Big data is “cheap”, in the sense that millions of observations can be ignored. In the above example–where we’re interested in measuring willingness-to-pay for parks–we are only interested in matching homes that are next to the park. Thousands of homes, though, aren’t relevant to this analysis and can be removed from the observations. When using survey or smaller data samples, researchers often find themselves desperately trying to keep any viable observations at the risk of hurting the robustness of the statistical models.
The authors, though, seem to slip into some fundamental understanding–big data versus a system to record data. In a particularly confusing paragraph, Glasear et al. notes “big data makes it easier to have systems for citizen complaints that enable citizens and public monitors to monitor progress”. Of course, this is a reference to 311 systems–a generator of big data, not an enabler of residential complaints. This is where, clearly, big data is be pointed and confused with other technology.
Unfortunately, the authors also seem to fall into their own trapping of “big data”. The authors suggest that LinkedIn data be used to measure job search habits. This is helpful, but limited because of selection-bias. LinkedIn applications are likely white-collar job seekers, not construction workers or other industries that tend to be more tied to the business cycle. The value of this data is limited because it’s audience–although voluminous and complex–is endogenous to other factors which undermine the analysis.
As typical, the end of the paper wrapped-up with further suggestions on how big data can be useful for cities. For instance, the authors mention the use of data to predict food inspections has been done in Chicago, Boston–which is referenced in the paper–and other locations. But, it seems to miss the nuance of the challenges facing cities. Another proposal–using police records to predict recidivism–has been widely discussed. At this point, the idea is not new but work needs to be finished on the ethical and practical implications.
Besides the obvious ethical implications, there are practical issues as well. In Chicago, a shooting victim was notified about his presence on a “heat list”–a likely shooting victim. Within two weeks, he was dead. The practical question on how to intervene is more crucial than the statistical exercise at this point. However, these is plenty of opportunity, in this respect, to judge which interventions help avoid recidivism.
In some respects, the authors are implying that big data can let you be lazy. Instead of designing careful surveys, there is a world of data available for the taking. Of course, this is a bit harsh. Surveys are also expensive and there is evidence that people are avoiding responding to them. But the ubiquitous nature of these data sources has another advantage: automation.
In a lovely example, the authors show how images from Google Street View could be used to predict household incomes. The authors took data from New York City and created a computer vision model to create descriptors of a buildings geometry, color, and other attributes to predict household incomes at a Census block-group. The variables did well and seemed to be a feasible way to estimate this data.

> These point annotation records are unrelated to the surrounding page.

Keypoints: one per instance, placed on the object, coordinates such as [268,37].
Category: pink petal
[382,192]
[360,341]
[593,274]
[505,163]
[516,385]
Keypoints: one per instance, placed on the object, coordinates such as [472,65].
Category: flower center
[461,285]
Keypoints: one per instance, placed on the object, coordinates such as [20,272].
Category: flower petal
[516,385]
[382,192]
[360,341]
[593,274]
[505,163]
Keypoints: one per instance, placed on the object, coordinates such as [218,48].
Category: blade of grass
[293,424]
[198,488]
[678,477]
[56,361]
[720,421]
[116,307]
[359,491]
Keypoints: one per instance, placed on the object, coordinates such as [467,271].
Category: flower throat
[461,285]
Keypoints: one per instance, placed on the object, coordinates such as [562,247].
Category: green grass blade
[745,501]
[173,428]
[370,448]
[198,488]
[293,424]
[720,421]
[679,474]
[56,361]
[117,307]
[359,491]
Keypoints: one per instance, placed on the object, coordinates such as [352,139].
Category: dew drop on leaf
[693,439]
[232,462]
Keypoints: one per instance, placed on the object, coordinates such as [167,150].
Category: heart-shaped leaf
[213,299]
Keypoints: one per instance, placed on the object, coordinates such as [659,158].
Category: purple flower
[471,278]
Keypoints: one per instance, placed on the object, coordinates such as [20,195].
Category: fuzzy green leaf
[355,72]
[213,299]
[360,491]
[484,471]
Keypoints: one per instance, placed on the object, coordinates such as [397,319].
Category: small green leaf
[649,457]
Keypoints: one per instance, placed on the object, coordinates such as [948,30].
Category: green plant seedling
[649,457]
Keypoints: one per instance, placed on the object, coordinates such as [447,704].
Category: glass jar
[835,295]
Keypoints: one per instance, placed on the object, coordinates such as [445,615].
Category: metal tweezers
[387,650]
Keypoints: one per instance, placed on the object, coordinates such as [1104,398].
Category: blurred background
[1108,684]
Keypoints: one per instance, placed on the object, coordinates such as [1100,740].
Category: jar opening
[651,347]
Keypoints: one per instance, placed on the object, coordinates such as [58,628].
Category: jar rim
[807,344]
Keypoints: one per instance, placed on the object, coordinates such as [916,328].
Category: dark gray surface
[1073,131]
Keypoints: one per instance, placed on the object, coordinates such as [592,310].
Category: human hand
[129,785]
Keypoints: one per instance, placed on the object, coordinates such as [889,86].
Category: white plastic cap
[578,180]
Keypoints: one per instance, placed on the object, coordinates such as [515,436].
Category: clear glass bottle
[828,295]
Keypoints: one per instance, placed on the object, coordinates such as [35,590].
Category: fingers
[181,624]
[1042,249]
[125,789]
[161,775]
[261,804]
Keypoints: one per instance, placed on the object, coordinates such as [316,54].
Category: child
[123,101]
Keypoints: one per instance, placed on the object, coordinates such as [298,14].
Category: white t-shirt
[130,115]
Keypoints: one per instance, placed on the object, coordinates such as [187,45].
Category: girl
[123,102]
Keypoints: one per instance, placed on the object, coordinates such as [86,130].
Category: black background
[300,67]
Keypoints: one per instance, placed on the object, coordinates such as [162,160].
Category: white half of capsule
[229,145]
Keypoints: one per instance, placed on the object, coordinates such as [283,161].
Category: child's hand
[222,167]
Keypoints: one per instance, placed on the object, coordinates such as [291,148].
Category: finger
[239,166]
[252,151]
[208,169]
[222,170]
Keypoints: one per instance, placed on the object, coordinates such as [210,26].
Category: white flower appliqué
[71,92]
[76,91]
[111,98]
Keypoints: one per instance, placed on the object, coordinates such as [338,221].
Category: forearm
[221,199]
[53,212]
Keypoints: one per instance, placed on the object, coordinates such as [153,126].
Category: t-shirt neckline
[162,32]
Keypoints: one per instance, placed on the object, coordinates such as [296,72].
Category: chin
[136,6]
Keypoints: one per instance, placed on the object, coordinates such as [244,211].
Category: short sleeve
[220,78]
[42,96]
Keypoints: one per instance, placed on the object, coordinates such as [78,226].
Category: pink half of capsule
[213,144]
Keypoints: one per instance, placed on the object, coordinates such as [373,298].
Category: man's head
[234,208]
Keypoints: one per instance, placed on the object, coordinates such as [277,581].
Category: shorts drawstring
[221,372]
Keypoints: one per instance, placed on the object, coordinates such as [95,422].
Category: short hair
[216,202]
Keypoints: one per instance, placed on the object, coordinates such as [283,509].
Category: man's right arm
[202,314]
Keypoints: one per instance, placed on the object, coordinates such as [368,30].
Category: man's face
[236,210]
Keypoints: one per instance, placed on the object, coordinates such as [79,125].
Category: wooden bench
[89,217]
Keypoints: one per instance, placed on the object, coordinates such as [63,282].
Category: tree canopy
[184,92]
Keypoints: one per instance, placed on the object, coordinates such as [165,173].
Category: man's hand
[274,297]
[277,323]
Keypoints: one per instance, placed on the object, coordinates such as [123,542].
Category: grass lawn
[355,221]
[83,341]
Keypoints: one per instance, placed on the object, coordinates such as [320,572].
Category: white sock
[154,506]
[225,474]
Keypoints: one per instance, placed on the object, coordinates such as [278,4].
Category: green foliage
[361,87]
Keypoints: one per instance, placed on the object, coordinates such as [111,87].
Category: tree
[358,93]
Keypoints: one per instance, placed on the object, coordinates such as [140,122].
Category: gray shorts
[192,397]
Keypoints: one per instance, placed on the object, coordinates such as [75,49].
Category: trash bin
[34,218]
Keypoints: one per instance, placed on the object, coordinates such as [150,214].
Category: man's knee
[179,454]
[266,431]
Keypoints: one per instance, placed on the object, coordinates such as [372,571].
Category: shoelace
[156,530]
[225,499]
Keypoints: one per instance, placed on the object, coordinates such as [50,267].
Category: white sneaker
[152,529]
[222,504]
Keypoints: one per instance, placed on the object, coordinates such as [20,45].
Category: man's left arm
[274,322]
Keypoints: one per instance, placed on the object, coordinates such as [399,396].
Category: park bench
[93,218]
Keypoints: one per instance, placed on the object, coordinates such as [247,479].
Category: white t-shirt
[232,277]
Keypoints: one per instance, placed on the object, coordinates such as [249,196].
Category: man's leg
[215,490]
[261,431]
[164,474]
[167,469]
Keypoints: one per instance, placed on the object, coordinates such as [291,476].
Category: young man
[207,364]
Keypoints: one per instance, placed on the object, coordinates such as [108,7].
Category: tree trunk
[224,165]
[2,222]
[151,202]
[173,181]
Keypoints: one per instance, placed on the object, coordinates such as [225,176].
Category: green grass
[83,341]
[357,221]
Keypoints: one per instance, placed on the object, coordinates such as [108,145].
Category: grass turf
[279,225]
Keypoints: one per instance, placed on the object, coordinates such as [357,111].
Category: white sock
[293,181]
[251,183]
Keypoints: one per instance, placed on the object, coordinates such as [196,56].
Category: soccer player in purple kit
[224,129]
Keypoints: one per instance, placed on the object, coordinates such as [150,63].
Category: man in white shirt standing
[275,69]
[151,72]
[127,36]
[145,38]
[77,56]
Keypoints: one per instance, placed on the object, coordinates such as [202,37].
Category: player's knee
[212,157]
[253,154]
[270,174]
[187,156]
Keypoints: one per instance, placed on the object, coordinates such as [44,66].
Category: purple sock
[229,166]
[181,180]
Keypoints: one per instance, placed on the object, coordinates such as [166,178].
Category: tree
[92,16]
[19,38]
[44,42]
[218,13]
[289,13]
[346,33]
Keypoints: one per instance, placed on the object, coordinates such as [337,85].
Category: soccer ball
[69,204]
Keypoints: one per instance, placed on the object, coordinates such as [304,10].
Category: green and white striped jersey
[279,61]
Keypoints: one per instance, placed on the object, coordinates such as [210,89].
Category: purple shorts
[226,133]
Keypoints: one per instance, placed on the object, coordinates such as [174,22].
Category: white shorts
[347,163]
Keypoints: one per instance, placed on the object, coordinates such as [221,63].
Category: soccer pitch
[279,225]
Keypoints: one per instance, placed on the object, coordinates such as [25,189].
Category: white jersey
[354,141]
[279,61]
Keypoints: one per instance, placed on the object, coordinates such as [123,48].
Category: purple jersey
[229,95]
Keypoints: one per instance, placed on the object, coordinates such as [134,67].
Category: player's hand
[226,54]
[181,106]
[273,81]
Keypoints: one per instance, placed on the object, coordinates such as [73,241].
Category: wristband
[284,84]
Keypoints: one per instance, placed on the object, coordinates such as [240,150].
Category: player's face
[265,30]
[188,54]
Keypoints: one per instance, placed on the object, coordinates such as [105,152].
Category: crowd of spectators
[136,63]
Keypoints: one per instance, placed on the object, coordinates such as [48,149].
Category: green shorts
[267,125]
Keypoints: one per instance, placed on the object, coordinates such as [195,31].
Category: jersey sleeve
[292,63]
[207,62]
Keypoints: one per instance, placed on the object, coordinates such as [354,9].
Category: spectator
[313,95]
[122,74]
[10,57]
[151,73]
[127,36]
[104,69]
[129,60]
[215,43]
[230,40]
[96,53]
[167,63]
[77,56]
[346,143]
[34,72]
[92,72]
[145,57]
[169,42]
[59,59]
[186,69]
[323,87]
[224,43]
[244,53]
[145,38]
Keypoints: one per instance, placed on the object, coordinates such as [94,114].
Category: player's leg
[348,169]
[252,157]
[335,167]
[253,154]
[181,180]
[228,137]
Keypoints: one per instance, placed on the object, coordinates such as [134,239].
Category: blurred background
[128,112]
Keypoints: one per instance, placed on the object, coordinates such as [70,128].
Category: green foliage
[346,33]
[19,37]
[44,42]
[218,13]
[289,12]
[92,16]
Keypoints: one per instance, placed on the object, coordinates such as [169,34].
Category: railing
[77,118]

The practical improvement on this approach is it can be done annually. Typically, Google Street View is updated once-a-year in big cities. While the timing of the images is important and left alone in this paper, it is a practical method to boost American Community Surveys, which are not widely available at granular levels on an annual basis. Moreover, this types of approaches can be used each year, providing a more regular stream of feedback to community planners.